補完したい時間の最初(--start-time-in-seconds)と最後(--end-time-in-seconds)で「 07 時 02 分 〜 07 時 08 分」を指定しています。

また、--interval-in-seconds で補間したい間隔を 60 秒にしています。

$ aws iotsitewise get-interpolated-asset-property-values \
  --property-alias "/test/device/1/temperature" \
  --start-time-in-seconds 1652436130 \
  --start-time-offset-in-nanos 0 \
  --end-time-in-seconds 1652436499 \
  --end-time-offset-in-nanos 0 \
  --quality GOOD \
  --interval-in-seconds 60 \
  --type LINEAR_INTERPOLATION

コマンドを実行すると下記のようなレスポンスが得られます。
value にて60秒間隔で補間されたデータを取得できています。

{
    "interpolatedAssetPropertyValues": [
        {
            "timestamp": {
                "timeInSeconds": 1652436130,
                "offsetInNanos": 0
            },
            "value": {}
        },
        {
            "timestamp": {
                "timeInSeconds": 1652436190,
                "offsetInNanos": 0
            },
            "value": {
                "doubleValue": 25.35183035271009
            }
        },
        {
            "timestamp": {
                "timeInSeconds": 1652436250,
                "offsetInNanos": 0
            },
            "value": {
                "doubleValue": 30.229879133197894
            }
        },
        {
            "timestamp": {
                "timeInSeconds": 1652436310,
                "offsetInNanos": 0
            },
            "value": {
                "doubleValue": 35.1079279136857
            }
        },
        {
            "timestamp": {
                "timeInSeconds": 1652436370,
                "offsetInNanos": 0
            },
            "value": {
                "doubleValue": 39.9859766941735
            }
        },
        {
            "timestamp": {
                "timeInSeconds": 1652436430,
                "offsetInNanos": 0
            },
            "value": {
                "doubleValue": 44.864025474661304
            }
        },
        {
            "timestamp": {
                "timeInSeconds": 1652436490,
                "offsetInNanos": 0
            },
            "value": {
                "doubleValue": 49.74207425514911
            }
        }
    ]
}

このデータを Google スプレッドシートでグラフ化したものが下記になります。
60秒間隔の補完データを取得できました。

02-google-spreadsheet-0702-0708-temp

データ値が上下している区間の線形補間

次に、下記のような複雑なデータの場合を考えてみます。
グラフの通り、02 時 15 分 〜 02 時 30 分の間でグラフが上下しています。

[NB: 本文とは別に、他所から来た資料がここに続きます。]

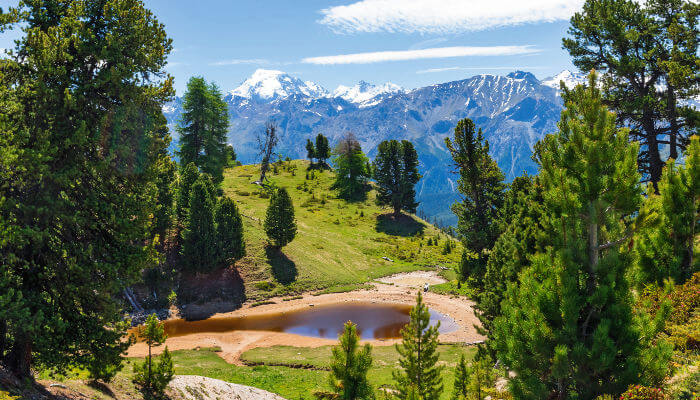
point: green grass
(338, 243)
(280, 367)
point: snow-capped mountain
(571, 79)
(365, 94)
(514, 111)
(268, 84)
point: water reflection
(374, 321)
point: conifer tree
(199, 245)
(481, 184)
(81, 101)
(229, 231)
(188, 176)
(418, 356)
(396, 172)
(280, 224)
(203, 128)
(349, 367)
(310, 151)
(668, 248)
(323, 150)
(567, 328)
(351, 169)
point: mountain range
(514, 111)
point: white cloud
(446, 69)
(403, 55)
(240, 61)
(443, 16)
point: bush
(638, 392)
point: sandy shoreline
(397, 289)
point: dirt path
(396, 289)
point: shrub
(637, 392)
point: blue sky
(432, 40)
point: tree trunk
(20, 358)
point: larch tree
(229, 232)
(481, 186)
(418, 356)
(82, 94)
(396, 172)
(568, 328)
(203, 127)
(280, 224)
(199, 242)
(351, 169)
(668, 248)
(648, 54)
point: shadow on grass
(401, 225)
(283, 269)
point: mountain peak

この最初と最後の時間で補間してみます。

03-0215-0230-temp

時間だけ変えて先ほどと同じコマンドを実行します。

aws iotsitewise get-interpolated-asset-property-values \
  --property-alias "/test/device/1/temperature" \
  --start-time-in-seconds 1652462100 \
  --start-time-offset-in-nanos 0 \
  --end-time-in-seconds 1652463060 \
  --end-time-offset-in-nanos 0 \
  --quality GOOD \
  --interval-in-seconds 60 \
  --type LINEAR_INTERPOLATION

結果も先程と同じように取得できました。

{
  "interpolatedAssetPropertyValues": [
      {
          "timestamp": {
              "timeInSeconds": 1652462100,
              "offsetInNanos": 0
          },
          "value": {}
      },
      {
          "timestamp": {
              "timeInSeconds": 1652462160,
              "offsetInNanos": 0
          },
          "value": {
              "doubleValue": 26.47287292625643
          }
      },
      {
          "timestamp": {
              "timeInSeconds": 1652462220,
              "offsetInNanos": 0
          },
          "value": {
              "doubleValue": 32.47287292625643
          }
      },
      
 以下略

取得できたデータを先ほどと同じようにグラフ化してみました。データ値が上下していても正しく補間データを取得できています。

04-google-spreadsheets-0215-0230-temp

ダウンサンプリング

最後に補間間隔を元のデータよりも大きく取ったダウンサンプリングを試してみます。

事前に下記にようなデータを用意しておきます。
(「09 時 30 分〜10 時 30 分」の間で 1 分間隔にデータを Put しています。)

05-0930-1020-temp

今回は -interval-in-seconds 300 として、補完する時間の間隔を 5分 にしています。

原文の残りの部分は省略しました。